Paper detail

Slider-Block Friction Model for Landslides: Application to Vaiont and La Clapiere Landslides

Accelerating displacements preceding some catastrophic landslides have been found empirically to follow a time-to-failure power law, corresponding to a finite-time singularity of the velocity $v \sim 1/(t_c-t)$ [{\it Voight}, 1988]. Here, we provide a physical basis for this phenomenological law based on a slider-block model using a state and velocity dependent friction law established in the laboratory and used to model earthquake friction. This physical model accounts for and generalizes Voight's observation: depending on the ratio $B/A$ of two parameters of the rate and state friction law and on the initial frictional state of the sliding surfaces characterized by a reduced parameter $x_i$, four possible regimes are found. Two regimes can account for an acceleration of the displacement. We use the slider-block friction model to analyze quantitatively the displacement and velocity data preceding two landslides, Vaiont and La Clapière.
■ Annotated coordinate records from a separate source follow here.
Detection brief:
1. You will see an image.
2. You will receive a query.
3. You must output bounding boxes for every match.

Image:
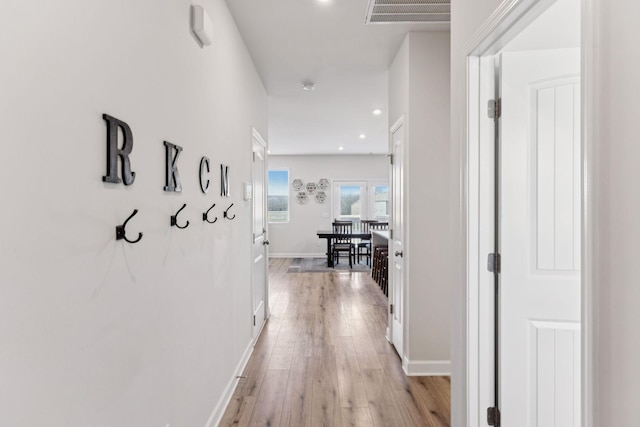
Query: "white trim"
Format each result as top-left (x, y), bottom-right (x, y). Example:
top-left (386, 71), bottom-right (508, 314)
top-left (269, 252), bottom-right (327, 258)
top-left (389, 114), bottom-right (406, 134)
top-left (460, 0), bottom-right (584, 427)
top-left (580, 0), bottom-right (596, 427)
top-left (206, 340), bottom-right (253, 427)
top-left (248, 126), bottom-right (270, 343)
top-left (402, 357), bottom-right (451, 377)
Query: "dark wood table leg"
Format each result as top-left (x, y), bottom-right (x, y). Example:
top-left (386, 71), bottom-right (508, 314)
top-left (327, 237), bottom-right (333, 267)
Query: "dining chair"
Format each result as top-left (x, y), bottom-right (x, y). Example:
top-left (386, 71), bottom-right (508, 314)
top-left (331, 221), bottom-right (355, 268)
top-left (369, 221), bottom-right (389, 230)
top-left (355, 219), bottom-right (377, 266)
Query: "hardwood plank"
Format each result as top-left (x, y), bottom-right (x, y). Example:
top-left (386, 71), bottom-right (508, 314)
top-left (342, 407), bottom-right (373, 427)
top-left (220, 259), bottom-right (451, 427)
top-left (249, 369), bottom-right (289, 426)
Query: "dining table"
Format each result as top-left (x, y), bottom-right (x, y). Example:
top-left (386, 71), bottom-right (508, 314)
top-left (316, 230), bottom-right (371, 267)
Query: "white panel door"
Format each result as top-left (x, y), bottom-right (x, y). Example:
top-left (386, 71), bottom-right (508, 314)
top-left (388, 119), bottom-right (404, 358)
top-left (500, 49), bottom-right (581, 427)
top-left (251, 129), bottom-right (269, 340)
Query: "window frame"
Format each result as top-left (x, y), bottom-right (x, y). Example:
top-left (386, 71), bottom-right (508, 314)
top-left (267, 168), bottom-right (291, 224)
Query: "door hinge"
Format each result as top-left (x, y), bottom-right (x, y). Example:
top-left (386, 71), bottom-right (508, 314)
top-left (487, 407), bottom-right (500, 427)
top-left (487, 254), bottom-right (500, 273)
top-left (487, 98), bottom-right (502, 120)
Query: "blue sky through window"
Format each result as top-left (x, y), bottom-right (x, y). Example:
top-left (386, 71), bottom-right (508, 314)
top-left (269, 171), bottom-right (289, 196)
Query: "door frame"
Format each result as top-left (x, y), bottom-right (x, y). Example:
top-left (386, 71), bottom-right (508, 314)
top-left (251, 126), bottom-right (271, 344)
top-left (454, 0), bottom-right (599, 427)
top-left (387, 114), bottom-right (411, 364)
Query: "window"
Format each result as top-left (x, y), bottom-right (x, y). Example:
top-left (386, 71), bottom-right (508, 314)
top-left (333, 181), bottom-right (389, 227)
top-left (370, 184), bottom-right (389, 221)
top-left (267, 170), bottom-right (289, 222)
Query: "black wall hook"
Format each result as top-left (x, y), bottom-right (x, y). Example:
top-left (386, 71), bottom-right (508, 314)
top-left (202, 203), bottom-right (218, 224)
top-left (116, 209), bottom-right (142, 243)
top-left (224, 203), bottom-right (236, 220)
top-left (171, 203), bottom-right (189, 228)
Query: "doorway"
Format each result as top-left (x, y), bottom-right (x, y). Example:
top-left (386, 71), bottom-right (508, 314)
top-left (251, 129), bottom-right (269, 342)
top-left (468, 0), bottom-right (582, 426)
top-left (388, 116), bottom-right (405, 360)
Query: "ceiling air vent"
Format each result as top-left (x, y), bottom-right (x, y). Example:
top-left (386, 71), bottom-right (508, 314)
top-left (365, 0), bottom-right (451, 24)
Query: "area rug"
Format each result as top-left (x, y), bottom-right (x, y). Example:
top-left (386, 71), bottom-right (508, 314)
top-left (287, 258), bottom-right (371, 273)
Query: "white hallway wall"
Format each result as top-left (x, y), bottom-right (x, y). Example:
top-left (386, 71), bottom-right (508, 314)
top-left (389, 32), bottom-right (454, 375)
top-left (269, 155), bottom-right (389, 257)
top-left (0, 0), bottom-right (267, 427)
top-left (451, 0), bottom-right (640, 427)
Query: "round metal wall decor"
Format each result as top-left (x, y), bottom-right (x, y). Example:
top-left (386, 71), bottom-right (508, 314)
top-left (307, 182), bottom-right (318, 194)
top-left (318, 178), bottom-right (329, 190)
top-left (296, 191), bottom-right (309, 205)
top-left (291, 179), bottom-right (304, 191)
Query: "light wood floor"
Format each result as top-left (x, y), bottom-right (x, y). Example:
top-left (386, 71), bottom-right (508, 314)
top-left (220, 259), bottom-right (450, 427)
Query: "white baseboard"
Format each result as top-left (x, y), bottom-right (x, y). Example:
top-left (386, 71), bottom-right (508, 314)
top-left (402, 358), bottom-right (451, 377)
top-left (269, 253), bottom-right (327, 258)
top-left (206, 340), bottom-right (253, 427)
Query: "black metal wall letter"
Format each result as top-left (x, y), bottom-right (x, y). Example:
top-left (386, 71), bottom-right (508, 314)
top-left (202, 203), bottom-right (218, 224)
top-left (116, 209), bottom-right (142, 243)
top-left (171, 203), bottom-right (189, 229)
top-left (222, 203), bottom-right (236, 221)
top-left (220, 165), bottom-right (229, 197)
top-left (164, 141), bottom-right (182, 193)
top-left (102, 114), bottom-right (136, 185)
top-left (200, 157), bottom-right (210, 193)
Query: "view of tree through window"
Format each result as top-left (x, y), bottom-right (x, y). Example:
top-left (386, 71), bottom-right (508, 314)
top-left (340, 185), bottom-right (361, 217)
top-left (373, 185), bottom-right (389, 219)
top-left (267, 170), bottom-right (289, 222)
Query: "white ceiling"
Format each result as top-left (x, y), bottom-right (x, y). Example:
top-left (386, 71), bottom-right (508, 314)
top-left (504, 0), bottom-right (580, 52)
top-left (226, 0), bottom-right (449, 154)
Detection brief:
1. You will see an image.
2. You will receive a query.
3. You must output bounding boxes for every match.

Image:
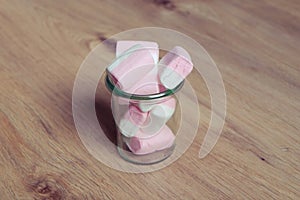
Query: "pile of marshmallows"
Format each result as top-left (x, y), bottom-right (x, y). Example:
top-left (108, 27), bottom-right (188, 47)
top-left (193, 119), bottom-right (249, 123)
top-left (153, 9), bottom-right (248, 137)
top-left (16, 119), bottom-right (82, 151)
top-left (107, 41), bottom-right (193, 155)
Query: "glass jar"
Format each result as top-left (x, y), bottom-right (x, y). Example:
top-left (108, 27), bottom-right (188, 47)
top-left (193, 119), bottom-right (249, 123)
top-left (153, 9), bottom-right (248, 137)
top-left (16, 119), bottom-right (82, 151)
top-left (105, 65), bottom-right (184, 164)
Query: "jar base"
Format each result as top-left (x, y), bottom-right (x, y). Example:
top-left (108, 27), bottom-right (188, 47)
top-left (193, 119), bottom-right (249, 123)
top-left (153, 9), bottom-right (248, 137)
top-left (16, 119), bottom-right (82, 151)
top-left (117, 144), bottom-right (175, 165)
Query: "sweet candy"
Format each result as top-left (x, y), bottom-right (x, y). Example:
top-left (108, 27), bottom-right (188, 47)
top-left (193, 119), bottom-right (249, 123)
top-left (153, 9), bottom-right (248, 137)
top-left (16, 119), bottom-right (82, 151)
top-left (141, 97), bottom-right (176, 137)
top-left (159, 46), bottom-right (193, 89)
top-left (127, 125), bottom-right (175, 155)
top-left (116, 40), bottom-right (159, 64)
top-left (119, 105), bottom-right (148, 137)
top-left (107, 44), bottom-right (154, 91)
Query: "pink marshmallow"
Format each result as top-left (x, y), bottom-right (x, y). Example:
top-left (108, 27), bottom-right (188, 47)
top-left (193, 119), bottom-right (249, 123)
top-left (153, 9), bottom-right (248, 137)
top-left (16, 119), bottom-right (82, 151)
top-left (159, 46), bottom-right (193, 89)
top-left (116, 40), bottom-right (159, 63)
top-left (141, 97), bottom-right (176, 137)
top-left (107, 45), bottom-right (154, 90)
top-left (119, 105), bottom-right (148, 137)
top-left (127, 125), bottom-right (175, 155)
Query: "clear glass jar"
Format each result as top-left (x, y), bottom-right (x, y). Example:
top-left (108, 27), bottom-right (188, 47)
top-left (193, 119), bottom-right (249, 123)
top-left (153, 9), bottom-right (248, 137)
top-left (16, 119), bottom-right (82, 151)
top-left (105, 68), bottom-right (184, 164)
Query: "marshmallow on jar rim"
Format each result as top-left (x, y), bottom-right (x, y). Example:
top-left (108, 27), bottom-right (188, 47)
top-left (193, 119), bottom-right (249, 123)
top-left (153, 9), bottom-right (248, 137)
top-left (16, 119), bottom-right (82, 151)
top-left (127, 125), bottom-right (175, 155)
top-left (159, 46), bottom-right (193, 89)
top-left (107, 45), bottom-right (155, 90)
top-left (116, 40), bottom-right (159, 63)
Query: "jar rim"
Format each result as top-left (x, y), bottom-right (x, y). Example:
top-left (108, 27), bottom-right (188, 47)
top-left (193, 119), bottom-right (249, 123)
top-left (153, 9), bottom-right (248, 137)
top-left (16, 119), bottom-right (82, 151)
top-left (105, 72), bottom-right (184, 100)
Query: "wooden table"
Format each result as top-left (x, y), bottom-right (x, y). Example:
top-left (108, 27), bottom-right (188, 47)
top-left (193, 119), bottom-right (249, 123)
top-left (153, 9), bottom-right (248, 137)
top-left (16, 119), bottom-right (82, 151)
top-left (0, 0), bottom-right (300, 200)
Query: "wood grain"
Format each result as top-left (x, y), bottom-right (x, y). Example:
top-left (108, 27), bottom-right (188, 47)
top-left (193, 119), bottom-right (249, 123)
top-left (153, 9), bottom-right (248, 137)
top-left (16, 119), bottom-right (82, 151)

The Vaiont landslide was the catastrophic culmination of an accelerated slope velocity. La Clapière landslide was characterized by a peak of slope acceleration that followed decades of ongoing accelerating displacements, succeeded by a restabilizing phase. Our inversion of the slider-block model on these data sets shows good fits and suggest to classify the Vaiont (respectively La Clapière) landslide as belonging to the velocity weakening unstable (respectively strengthening stable) sliding regime.